Visita al “Girone degli… Ipocriti”

E vidi alto là in fondo un barcaiolo menare colpi di remo, e col viso indicava la strada e col capo esortava e sollevava il remo come freccia e breccia faceva col sorriso. Chiesi a Virgilio: “Chi è? Che fa? E dove va?”.

E il mio maestro – furbo come chi dalla terra di Padania dovette apprendere il “se po’ fa” di Roma – rispose e non rispose: “Guarda e vedrai”. E vidi. Vidi teste che i visi nascondevano e visi l’un l’altro appollaiati nel ghigno. Ora guardavano, ora non guardavano il barcaiolo. Ora sbirciavano per dar a vedere. Mani di palmo e dorso ponevan sulle bocche come i De Mita e i Forlani della Genesi. Mezzi sorrisi e ghigni alternavano al certificabile dissenso. Indi ritrattavano.

“Ma questo…”, dissi rivolgendomi a Virgilio, “… questo è il Girone degli Ipocriti! Come fu che qui giungemmo? Ma non era sepolto dalla storia?”. “Sepolto mai, sempre pronto a risorgere. Ora lo vedi, l’hai visto, o Figliuolo, il Barcaiolo… ogni volta che un uomo si pronuncia e dice “Io”, pronte le zecche riprendono le vie del pullulare, tra terra e mare, tra lavabo e sciacquone… Ma osserva, osserva l’eterna storia dell’umanità.
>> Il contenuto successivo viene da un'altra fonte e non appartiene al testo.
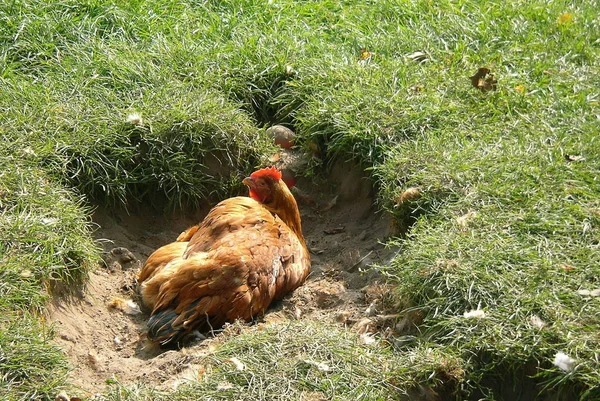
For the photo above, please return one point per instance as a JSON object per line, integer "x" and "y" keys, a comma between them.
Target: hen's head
{"x": 269, "y": 187}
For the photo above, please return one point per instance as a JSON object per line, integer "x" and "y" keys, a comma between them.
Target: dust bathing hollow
{"x": 103, "y": 332}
Non cambia l’uomo, cambia solo il nome”.

E vidi Renzi, il Matteo un po’ Guelfo e un po’ Verdino-Ghibellino, che di remo ci dava che ci dava e – roba da non credere – diceva: “Ci penso io”. E d’improvviso vidi Finocchiari cessare d’imprecare in difesa del suo affare, e vidi il Baffino farsi Tutor e i pulcini Civatini e Franceschini porgere le mani coi ditini, e vidi il bettolino Tressettaro tender le braccia un po’ Montane un po’ Pascose verso il condottiero… e Pisapìni e Vendolini lanciar “uè uè” bambini, e i Veltri urlar “We can!”, e Binetti Cocerlovo a Rosi Bindi, e Civati dirsi primo tra i tanti innamorati. E arrancar vidi temendo l’abbandono i Camussi e i Landini, gli Alfini e i Fini, i Prodi e Colabrodi, la tremante Passerina di Draghi e – incredibile dictu – il doppiopetto dritto seppur Pezz’e Bocconi sillabar: “Sempre fui dei tuoi!”.

E a un cenno del maestro mantovano che in preda al vomito m’avea colto distratto, girai la testa e vidi, sorretto da Cloè, il Savoia parte-nopèo e parte-napolitano sussurrar: “Matteo, deputato ti nomino ad honorem”. Fu allora che Matteo il Fiorentino – vedendomi segnar nomi e blasoni – mi strizzò l’occhio e disse: “Oh te, Senese, mica t’azzarderai a sparger fango? E poi, “un n’è mica tutto fango fiorentino… c’è tutta Italia qui e quanto a Ipocrisia, sai, ce n’avanza!”.